Do old people drive old cars?
Correlation between data sets doesn’t always mean there is a common underlying cause.
Sometimes it’s just a random coincidence, as in this example:
However, I recently came across a correlation that I thought was worthy of closer investigation.
It seems the average age of the Australian Car “fleet” by State correlates closely with the median age of residents by State. That is, the States with the oldest median age populations also have, on average, the oldest cars.
Does this mean older people own older cars?
|Location||Median population age||Average age of passenger cars (years)|
(ABS motor vehicle census 2018 cat 9309)
On the face of it, there could be a number of underlying reasons for this correlation.
The relatively recent rise of the classic car movement, boosted by discounted conditional registration schemes for historic cars in most States, has led to an increase in older cars on the road.
Indeed, many classic cars are now being bought (and sold) as investments, as much as for the enjoyment that comes from driving them. Their hefty prices suggest that they are largely bought by baby boomers with higher disposable incomes, so States with larger older populations may follow this trend.
It’s propping up some automotive trades too.
SA alone now has over 15,000 vehicles registered on the scheme, and the flow on effects to panel beaters, spray painters, mechanics and motor trimmers are very evident.
We often read that younger people, especially Millennials, are buying fewer new cars than their forebears.
Millennials were people born between 1981 and 1996, so many are still only in their early to mid- 20’s.
People born in this period are less likely to own a car than their age group a decade ago – and in fact, a third haven’t yet purchased a vehicle.
Almost one in five Millennials have the Uber app on their phone – and use it regularly.
200,000 Australians use car-sharing services like Go-Get and Flexi-car, of which nearly half are Millennials, compared with only 20,000 in the Baby Boomer age group.
But remember – the car ownership figures of Millennials are likely skewed by their living arrangements. Younger Millennials still living at home may not have seen the need for a car yet, and others may be living in small apartments in the city, close to work or study, where the need for a car is less.
However, when young people form families and move to the suburbs, usually their need for a car increases.
Young people today are more likely to delay their leaving home and “settling down” than people of similar age were 20 or 30 years ago.
So, it seems many young people are still buying cars, but the tendency is to buy them later than in the past.
It’s also possible that older people simply own more cars – with maybe a classic or two in the shed.

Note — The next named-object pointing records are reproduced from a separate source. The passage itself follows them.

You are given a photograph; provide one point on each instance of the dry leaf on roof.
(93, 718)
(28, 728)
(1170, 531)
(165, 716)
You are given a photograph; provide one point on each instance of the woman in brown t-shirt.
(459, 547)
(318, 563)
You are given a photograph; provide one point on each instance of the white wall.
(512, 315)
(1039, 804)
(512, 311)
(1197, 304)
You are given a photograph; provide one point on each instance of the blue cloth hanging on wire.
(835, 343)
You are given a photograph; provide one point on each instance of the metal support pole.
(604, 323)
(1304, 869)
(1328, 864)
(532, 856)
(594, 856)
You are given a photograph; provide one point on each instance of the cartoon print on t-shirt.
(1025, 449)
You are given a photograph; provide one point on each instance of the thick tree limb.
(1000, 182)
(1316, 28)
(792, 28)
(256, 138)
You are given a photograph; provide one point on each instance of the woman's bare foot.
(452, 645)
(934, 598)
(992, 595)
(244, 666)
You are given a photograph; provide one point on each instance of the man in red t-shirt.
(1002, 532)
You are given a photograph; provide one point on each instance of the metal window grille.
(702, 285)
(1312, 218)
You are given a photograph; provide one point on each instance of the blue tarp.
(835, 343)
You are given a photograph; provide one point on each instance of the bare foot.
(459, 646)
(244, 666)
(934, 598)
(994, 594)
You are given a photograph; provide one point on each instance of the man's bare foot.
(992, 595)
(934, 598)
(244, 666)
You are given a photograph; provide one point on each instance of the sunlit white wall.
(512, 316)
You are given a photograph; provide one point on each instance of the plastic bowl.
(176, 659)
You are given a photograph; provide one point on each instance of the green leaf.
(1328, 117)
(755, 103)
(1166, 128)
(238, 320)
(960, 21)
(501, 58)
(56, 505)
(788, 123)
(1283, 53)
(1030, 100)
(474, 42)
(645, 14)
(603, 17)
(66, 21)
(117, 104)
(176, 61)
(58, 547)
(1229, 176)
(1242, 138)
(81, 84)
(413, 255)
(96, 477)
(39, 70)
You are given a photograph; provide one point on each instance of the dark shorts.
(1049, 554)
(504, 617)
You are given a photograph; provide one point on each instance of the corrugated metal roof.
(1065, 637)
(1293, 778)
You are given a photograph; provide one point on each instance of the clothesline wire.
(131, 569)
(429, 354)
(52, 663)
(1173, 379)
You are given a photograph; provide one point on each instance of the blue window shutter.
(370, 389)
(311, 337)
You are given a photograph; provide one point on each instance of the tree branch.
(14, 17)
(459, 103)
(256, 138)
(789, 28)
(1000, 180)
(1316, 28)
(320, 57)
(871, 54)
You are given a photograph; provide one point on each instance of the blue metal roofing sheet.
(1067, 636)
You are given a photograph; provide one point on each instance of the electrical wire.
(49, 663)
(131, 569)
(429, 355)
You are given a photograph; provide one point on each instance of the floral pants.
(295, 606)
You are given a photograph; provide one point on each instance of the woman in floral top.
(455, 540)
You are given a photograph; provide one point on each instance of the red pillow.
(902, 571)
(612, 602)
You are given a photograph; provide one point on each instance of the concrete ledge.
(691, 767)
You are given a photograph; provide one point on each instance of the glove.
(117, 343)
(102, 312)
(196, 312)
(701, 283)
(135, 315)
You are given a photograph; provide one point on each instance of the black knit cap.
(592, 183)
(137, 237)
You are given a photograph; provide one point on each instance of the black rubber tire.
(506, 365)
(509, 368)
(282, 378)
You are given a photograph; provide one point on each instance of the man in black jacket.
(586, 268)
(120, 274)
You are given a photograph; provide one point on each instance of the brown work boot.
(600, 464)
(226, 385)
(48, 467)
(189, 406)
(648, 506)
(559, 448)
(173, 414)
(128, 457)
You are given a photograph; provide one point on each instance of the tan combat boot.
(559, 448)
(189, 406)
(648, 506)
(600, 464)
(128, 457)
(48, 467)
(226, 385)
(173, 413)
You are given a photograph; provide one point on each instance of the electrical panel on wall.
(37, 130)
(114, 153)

SA, the second oldest median age State, has the highest passenger car ownership per 100 population.
Migrant growth driving sales
The good news for car sales – if Millennials are buying fewer new cars – is sales are being driven by Australia’s population growth through migration, especially from China and India.
Asian-born Millennials and Asian-born Gen Zs in Australia whether born in China, India or elsewhere in Asia are more likely to plan to buy a new car in the next four years than the average Australian in these generations.
Nearly 14% of Millennials born in Asia plan to buy a new car in the next four years, and these figures increase when focusing on Millennials born in China (14.9%) and Millennials born in India (15.3%) compared to the 12.5% of all Millennials.
There is an even more pronounced difference for Gen Z.
Now 13.5% of Gen Z born in Asia plan to buy a new car in the next four years and this rises to 16.3% of Gen Z born in India and over a fifth (20.3%) of Gen Z born in China. This is clearly more than double the rate of Gen Z as a whole of 8.5%.
Since migrants from China and India make up the majority of Australia’s migration in recent years, maybe Millennials will keep Australia’s “love of cars and driving” alive for a while yet!
The increase in Australia’s overseas-born population from 2011 – 2016 can be seen in the following chart:
Car ownership in cities with good public transport
Population growth in larger cities limits car ownership. Since most larger cities have good public transport, a larger percentage of people take public transport to work. Also, populations living in cities tend to be younger, with many younger workers and students, who often don’t see the need for car ownership – yet.
The City of Sydney has the highest % of commuters taking public transport to work:
With a corresponding lower car ownership per household:
Median Household income
New cars are an expensive purchase, so lower income families tend to buy fewer new cars, and opt for older, used models.
In fact – there is a very close, inverse relationship between age of vehicle and median household income.
|Location||Median weekly household income||Average age of passenger cars (years)|
So – do older people drive older cars?
Well, of course some do, especially those engaged in their classic car hobby.
But in fact, many older people, especially early retirees, commonly purchase new cars.
Accordingly, the older average “fleet age” in some States is probably more related to household income, and the relatively small populations living in capital cities in SA and Tasmania, than the age of drivers.
As for the eventual impact of Uber, self-driving cars and car sharing on car ownership – only time will tell.
In the meantime, whether you are younger or older – get out on the road and enjoy driving while you can!